RELAY or SERVO… which is which??? Leave a comment

Have you ever wondered how stabilizers work? No, it’s not rocket science. AVRs (Automatic Voltage regulators) work dynamically by regulating the volts supplied by the electric grid in such a way that it will deliver the required amount of volts needed by the household or company if the incoming volts are within what the AVR can regulate.

Stabilizers have become an entity of great significance to every household and company to help safeguard electrical appliances from the fluctuating current coming in from the national grid.

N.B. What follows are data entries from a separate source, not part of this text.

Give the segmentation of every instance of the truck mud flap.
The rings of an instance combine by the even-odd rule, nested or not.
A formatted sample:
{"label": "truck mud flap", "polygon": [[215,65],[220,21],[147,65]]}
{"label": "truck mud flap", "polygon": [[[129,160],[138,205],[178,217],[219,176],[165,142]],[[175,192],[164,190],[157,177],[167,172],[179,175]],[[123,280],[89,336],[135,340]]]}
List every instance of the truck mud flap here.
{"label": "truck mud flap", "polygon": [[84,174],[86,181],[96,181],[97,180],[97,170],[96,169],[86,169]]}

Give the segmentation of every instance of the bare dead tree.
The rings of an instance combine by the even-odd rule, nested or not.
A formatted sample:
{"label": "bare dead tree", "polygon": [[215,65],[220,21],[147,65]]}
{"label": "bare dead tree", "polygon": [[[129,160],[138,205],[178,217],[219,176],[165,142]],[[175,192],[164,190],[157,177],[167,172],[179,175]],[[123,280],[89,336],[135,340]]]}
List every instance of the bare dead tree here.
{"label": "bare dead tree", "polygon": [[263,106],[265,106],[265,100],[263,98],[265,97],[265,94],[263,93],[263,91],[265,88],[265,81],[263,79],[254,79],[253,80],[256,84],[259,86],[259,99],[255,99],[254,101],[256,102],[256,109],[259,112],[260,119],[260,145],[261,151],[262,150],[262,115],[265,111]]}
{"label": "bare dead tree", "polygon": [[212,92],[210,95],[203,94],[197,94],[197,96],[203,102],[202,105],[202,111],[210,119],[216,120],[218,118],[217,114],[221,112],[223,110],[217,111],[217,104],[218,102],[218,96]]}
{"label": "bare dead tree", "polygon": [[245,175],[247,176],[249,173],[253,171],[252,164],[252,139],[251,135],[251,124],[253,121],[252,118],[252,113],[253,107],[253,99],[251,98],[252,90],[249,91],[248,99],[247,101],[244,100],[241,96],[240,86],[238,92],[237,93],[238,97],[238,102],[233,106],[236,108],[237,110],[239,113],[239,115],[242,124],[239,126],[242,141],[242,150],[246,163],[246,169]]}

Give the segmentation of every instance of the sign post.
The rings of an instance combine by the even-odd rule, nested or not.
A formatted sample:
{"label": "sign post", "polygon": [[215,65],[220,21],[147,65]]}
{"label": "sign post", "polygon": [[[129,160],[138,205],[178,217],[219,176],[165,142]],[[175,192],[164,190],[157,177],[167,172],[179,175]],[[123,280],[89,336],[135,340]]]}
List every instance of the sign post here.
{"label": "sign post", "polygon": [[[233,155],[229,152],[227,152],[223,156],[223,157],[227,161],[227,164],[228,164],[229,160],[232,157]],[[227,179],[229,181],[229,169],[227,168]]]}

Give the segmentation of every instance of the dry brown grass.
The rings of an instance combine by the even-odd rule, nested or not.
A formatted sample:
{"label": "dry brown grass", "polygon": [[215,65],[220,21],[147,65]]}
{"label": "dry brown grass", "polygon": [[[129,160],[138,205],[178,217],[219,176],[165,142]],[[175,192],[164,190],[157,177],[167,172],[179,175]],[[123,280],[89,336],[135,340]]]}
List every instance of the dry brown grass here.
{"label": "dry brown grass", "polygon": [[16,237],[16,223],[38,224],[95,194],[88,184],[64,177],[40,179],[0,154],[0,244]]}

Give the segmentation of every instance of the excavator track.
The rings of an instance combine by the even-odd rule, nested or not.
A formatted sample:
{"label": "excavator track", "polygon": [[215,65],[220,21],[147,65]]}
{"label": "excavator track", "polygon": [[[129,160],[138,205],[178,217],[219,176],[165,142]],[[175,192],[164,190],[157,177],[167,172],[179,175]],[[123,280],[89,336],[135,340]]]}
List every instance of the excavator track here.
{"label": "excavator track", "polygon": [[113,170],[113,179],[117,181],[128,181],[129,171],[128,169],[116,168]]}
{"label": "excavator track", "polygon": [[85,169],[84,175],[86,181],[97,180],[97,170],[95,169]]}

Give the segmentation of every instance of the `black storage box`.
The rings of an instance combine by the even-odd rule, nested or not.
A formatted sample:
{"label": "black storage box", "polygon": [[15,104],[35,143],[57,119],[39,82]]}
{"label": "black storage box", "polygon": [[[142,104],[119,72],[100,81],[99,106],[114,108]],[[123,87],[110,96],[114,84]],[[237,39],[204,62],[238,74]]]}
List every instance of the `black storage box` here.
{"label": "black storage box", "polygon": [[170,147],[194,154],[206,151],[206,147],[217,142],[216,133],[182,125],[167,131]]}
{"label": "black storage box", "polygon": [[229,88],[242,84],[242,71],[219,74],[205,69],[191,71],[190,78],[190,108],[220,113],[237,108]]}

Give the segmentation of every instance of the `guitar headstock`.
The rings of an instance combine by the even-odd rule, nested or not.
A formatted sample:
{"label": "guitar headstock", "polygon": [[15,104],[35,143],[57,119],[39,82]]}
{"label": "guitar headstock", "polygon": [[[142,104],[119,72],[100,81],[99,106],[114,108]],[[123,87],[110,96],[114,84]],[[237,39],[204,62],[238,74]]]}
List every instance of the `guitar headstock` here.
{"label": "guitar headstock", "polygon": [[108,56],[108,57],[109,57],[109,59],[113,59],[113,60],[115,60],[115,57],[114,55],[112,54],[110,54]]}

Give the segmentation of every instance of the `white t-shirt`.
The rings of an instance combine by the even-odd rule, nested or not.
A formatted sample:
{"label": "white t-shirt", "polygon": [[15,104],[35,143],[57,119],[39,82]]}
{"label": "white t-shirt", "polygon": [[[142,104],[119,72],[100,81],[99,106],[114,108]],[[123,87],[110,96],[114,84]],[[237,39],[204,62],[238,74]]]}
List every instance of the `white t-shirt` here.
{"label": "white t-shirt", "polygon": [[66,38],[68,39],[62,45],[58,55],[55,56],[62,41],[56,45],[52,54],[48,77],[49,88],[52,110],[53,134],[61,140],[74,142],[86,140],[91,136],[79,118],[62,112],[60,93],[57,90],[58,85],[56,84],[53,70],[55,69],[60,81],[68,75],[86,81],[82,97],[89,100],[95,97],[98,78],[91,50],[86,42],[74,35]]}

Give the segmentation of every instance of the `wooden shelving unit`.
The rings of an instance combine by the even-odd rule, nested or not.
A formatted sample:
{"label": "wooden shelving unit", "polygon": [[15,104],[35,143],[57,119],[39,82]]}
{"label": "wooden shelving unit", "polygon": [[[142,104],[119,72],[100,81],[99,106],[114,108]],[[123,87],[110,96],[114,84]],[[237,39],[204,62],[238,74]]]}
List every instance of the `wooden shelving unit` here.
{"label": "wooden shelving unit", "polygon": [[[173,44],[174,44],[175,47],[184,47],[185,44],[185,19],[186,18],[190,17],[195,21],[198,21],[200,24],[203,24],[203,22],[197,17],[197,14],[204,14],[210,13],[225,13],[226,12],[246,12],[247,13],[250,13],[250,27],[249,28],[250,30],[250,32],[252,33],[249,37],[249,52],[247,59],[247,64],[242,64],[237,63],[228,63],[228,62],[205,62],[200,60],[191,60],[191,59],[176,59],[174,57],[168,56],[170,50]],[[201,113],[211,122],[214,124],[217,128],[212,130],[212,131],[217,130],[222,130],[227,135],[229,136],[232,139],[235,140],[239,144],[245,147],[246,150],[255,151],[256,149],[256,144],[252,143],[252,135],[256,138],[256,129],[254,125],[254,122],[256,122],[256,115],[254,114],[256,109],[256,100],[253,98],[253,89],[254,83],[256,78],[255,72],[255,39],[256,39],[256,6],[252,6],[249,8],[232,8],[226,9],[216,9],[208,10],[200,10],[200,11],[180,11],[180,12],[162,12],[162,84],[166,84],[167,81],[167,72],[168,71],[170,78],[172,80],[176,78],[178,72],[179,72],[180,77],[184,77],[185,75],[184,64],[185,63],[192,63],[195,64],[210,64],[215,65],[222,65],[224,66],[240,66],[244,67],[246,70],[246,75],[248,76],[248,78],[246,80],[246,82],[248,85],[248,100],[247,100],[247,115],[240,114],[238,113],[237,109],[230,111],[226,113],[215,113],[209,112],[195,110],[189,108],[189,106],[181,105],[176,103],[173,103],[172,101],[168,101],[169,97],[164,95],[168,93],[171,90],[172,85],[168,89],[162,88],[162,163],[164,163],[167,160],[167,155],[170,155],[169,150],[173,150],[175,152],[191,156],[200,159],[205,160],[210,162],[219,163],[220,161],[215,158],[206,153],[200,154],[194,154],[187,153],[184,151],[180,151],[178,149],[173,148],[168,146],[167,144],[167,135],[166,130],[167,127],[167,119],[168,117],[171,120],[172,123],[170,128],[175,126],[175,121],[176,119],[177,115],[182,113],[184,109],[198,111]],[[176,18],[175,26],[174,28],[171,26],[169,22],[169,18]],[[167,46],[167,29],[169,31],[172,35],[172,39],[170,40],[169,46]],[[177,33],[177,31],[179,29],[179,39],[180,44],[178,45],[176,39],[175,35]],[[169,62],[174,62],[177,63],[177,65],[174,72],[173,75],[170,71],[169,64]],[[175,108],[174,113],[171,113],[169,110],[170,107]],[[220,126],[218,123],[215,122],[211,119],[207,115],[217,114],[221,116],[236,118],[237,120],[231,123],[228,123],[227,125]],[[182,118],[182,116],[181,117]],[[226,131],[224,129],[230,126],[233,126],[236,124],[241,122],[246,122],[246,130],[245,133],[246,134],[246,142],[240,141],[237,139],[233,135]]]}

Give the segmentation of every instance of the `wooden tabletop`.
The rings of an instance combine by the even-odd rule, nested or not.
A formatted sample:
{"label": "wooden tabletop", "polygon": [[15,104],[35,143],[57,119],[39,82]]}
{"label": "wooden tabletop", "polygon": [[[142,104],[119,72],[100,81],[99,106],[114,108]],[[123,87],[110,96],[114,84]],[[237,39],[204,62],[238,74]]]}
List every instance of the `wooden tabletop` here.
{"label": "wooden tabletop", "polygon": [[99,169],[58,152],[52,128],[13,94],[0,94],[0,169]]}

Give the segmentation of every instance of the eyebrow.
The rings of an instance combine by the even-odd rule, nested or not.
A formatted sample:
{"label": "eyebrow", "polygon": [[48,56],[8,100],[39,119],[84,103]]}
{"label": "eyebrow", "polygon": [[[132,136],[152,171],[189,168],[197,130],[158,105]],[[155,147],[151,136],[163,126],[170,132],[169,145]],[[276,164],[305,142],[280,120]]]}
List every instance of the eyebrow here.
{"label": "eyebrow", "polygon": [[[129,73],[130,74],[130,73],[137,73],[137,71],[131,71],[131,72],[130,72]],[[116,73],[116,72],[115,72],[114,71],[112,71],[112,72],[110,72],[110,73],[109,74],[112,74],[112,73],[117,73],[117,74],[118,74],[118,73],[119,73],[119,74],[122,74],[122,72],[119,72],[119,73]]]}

The manufacture of these stabilizers started with the use of an electromagnetic relay system that helps in selecting the right part to adjust the incoming voltage. This method came with its strength and weakness. Later, another method was designed with the use of an electronic circuit for adjustment purposes. This method also comes with a few pros and cons.

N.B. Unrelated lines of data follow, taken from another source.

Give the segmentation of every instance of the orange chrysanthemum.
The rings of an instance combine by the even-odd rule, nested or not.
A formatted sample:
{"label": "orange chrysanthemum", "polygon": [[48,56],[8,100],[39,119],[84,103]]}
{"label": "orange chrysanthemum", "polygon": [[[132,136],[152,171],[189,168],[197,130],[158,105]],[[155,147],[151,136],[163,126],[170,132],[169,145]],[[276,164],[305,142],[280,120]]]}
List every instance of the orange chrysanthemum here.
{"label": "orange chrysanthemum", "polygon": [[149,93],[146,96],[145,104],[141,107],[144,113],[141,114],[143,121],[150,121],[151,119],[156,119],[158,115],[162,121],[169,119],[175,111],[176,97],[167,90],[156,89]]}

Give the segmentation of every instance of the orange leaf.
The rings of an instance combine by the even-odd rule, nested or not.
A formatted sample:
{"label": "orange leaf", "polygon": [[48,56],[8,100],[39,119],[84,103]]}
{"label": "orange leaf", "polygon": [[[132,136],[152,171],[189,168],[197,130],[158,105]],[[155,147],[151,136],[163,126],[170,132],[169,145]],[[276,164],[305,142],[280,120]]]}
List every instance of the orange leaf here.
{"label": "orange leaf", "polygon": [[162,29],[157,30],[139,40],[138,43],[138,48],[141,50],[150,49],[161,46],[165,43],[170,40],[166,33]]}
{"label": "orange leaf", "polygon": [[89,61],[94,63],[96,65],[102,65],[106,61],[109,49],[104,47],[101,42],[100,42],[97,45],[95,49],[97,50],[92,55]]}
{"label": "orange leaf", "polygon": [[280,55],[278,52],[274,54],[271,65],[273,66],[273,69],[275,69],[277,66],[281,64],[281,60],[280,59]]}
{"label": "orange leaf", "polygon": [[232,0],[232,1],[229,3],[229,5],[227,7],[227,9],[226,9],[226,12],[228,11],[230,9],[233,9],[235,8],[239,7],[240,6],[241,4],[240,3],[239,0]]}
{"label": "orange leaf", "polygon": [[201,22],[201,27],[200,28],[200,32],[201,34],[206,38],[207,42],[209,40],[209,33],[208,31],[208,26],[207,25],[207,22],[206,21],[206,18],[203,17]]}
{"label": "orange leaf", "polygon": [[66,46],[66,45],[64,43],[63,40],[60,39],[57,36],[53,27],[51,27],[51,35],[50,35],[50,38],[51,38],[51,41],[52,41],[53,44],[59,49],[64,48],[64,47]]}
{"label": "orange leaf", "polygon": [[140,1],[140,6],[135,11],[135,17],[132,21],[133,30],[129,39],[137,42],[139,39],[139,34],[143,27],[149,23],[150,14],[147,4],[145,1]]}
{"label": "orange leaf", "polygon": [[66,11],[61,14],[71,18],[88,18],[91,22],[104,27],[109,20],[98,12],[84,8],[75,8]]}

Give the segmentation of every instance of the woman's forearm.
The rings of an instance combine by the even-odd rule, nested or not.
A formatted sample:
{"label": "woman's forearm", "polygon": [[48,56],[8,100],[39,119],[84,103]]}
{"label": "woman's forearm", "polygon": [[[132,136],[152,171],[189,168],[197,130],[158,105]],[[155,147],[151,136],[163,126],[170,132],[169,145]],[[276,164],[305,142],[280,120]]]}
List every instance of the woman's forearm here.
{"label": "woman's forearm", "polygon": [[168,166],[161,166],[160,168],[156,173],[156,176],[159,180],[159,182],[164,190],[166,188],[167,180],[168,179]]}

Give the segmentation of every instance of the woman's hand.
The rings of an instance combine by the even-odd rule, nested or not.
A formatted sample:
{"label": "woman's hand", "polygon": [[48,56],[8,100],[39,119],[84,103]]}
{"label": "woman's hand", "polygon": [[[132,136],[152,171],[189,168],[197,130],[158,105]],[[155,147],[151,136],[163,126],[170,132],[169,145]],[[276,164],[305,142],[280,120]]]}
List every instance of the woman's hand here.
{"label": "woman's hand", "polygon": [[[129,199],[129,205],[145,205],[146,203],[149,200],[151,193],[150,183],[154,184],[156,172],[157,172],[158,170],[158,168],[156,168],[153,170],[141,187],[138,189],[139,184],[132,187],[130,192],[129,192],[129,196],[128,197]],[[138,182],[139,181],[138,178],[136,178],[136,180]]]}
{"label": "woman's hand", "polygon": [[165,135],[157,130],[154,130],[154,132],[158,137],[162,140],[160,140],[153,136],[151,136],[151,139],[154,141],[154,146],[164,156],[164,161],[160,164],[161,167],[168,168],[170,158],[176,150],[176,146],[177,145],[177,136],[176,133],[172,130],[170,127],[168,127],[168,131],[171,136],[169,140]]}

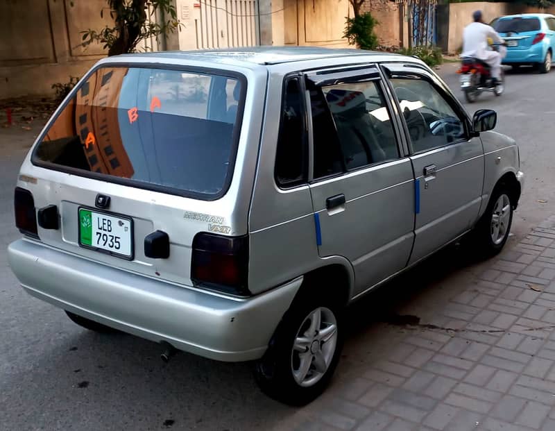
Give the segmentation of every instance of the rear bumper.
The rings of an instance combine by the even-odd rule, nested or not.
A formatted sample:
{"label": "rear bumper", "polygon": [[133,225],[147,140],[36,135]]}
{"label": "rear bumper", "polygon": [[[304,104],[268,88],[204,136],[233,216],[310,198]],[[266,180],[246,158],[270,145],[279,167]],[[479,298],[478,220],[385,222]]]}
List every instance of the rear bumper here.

  1. The Relay voltage Stabilizer/AVRs

This type of stabilizer is mostly used for low-weight appliances in homes, offices, and low-cost homes. The technology comes with certain limitations which include low voltage correction speed, less durability, less reliability, among other issues in the stabilizer technology. This technology attempts to resolve the accuracy of output and the delay time in the relay technology of stabilizers. It comes with a ±10% output voltage accuracy and a low-voltage correction speed of a stabilizer that is more reliable.

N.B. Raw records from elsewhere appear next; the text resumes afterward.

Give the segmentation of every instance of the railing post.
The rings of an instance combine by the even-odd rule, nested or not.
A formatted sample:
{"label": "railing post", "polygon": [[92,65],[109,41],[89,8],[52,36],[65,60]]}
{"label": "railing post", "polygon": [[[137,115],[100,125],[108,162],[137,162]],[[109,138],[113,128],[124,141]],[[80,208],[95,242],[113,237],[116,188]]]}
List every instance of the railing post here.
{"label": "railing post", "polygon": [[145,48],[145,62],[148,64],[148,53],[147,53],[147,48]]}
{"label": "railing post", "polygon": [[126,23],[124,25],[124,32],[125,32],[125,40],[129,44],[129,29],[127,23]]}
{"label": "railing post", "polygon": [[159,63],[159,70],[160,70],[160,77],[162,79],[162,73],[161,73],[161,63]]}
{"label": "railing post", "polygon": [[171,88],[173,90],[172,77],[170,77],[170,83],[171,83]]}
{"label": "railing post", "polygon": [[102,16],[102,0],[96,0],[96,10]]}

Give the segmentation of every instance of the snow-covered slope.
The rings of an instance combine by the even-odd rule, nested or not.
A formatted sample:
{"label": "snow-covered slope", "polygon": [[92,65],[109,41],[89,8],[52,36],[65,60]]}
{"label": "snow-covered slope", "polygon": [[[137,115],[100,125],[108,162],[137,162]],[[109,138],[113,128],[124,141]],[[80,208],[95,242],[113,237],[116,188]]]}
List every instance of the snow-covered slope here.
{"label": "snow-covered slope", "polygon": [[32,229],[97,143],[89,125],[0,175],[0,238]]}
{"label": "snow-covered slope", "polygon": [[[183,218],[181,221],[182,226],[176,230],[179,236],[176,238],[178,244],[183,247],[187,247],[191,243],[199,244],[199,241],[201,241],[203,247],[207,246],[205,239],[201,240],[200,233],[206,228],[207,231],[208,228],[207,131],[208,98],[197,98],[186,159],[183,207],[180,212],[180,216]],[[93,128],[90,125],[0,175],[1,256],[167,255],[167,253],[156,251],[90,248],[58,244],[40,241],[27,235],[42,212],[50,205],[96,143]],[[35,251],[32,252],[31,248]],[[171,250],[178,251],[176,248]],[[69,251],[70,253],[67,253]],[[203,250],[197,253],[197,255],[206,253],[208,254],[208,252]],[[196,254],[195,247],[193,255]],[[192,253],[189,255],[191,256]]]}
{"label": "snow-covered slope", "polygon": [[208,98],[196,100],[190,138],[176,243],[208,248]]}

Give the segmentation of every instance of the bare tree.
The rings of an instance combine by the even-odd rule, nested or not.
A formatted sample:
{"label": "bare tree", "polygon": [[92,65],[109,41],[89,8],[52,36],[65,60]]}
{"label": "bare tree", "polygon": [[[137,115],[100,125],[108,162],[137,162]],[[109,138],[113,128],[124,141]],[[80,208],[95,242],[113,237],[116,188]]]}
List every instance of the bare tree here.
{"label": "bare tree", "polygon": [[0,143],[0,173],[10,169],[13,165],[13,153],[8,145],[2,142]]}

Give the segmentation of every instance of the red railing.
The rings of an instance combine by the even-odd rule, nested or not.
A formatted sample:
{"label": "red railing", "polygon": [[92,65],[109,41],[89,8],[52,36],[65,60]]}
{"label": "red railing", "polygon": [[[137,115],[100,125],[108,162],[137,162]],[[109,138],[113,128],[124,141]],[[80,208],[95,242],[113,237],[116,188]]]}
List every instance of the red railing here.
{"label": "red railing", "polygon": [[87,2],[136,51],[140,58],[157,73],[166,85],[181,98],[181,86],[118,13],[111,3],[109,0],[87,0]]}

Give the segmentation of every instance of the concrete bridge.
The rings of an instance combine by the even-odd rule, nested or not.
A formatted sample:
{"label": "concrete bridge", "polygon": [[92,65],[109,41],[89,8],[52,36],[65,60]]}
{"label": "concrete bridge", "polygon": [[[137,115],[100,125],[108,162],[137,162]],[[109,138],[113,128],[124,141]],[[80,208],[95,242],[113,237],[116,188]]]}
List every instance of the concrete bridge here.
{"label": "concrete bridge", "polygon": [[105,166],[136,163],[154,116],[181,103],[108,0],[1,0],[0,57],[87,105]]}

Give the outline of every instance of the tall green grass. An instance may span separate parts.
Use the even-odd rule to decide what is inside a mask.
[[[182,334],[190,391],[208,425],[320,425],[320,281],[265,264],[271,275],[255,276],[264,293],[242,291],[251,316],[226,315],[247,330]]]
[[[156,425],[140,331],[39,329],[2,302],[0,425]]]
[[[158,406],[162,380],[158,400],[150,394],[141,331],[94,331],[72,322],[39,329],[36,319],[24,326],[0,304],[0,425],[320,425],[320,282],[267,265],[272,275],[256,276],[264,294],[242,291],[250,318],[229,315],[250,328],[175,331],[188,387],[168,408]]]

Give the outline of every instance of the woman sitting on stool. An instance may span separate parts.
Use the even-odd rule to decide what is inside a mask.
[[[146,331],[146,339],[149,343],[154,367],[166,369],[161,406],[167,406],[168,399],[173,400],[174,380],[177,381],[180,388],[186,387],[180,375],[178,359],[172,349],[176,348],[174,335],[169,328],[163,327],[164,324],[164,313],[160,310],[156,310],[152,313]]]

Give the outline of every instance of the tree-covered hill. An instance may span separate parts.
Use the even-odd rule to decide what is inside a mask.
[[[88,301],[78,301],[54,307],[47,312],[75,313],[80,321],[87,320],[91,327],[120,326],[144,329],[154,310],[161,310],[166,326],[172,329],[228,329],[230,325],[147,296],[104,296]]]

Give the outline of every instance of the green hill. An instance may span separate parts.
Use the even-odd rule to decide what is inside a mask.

2. The Servo voltage stabilizer/AVRs

The Servo voltage stabilizer consists of the servo motor, Buck-Boost transformer (BBT), and Autotransformer among other elements. The voltage that comes out of the stabilizer is the voltage across the primary BBT and the other end is connected to the shaft of the Servo motor. It is mainly used for high output voltage accuracy, usually, ±1% with input voltage changes up to ± 50%. The advantages of servo stabilizers include higher correction speed, high precision of stabilized output, the capability of withstanding inrush currents, and most importantly the high reliability.